From an article in built in by Jeff Link.
Analyses from Data Bridge Market Research predict the photogrammetry software market will see a compound annual growth rate of more than 13 percent between 2021 to 2028, with photogrammetry software expected to reach a market value of $2.56 billion by 2028.
“I think the big revolution has been with drones,” Tristan Randall, a strategic project executive at the architectural software company Autodesk, said. “In the context of a construction project, for example, where you want to monitor your site conditions, you can purchase drones that cost a couple thousand dollars. So capturing the photogrammetric data has become much, much easier.”
Photogrammetry does not require highly sophisticated cameras, Randall said. It can be performed using digital single-lens reflex (DSLR) cameras, video reels, satellite photos or even images captured with an iPhone — virtually any digital camera that can store multiple images.

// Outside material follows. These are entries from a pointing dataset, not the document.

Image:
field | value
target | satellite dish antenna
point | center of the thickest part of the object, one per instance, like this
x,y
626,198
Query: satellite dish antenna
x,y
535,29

But the low-cost availability of drones has opened a once largely terrestrial application to a range of new airborne possibilities — from creating large-scale maps to assessing crop health or planning for emergency relief operations to producing lifelike 3D models of buildings, roadways and flood zones.
A photogrammetrist can buy a serviceable drone for as little as $800, said Christopher Kabat, the owner and founder of the drone consultancy ProAerial Media. Once programmed, the drone can capture hundreds of photos of a large-scale real-world environment, like a subdivision or city district, in hours.
Prior to the flight, the pilot selects the flight path and the number of photos the camera will take, based on their desired output resolution. Outfitted, typically, with a one- to two-inch diameter camera on a rotating gimbal, the drone passes back and forth over the landscape taking pictures — hundreds of them — for later processing.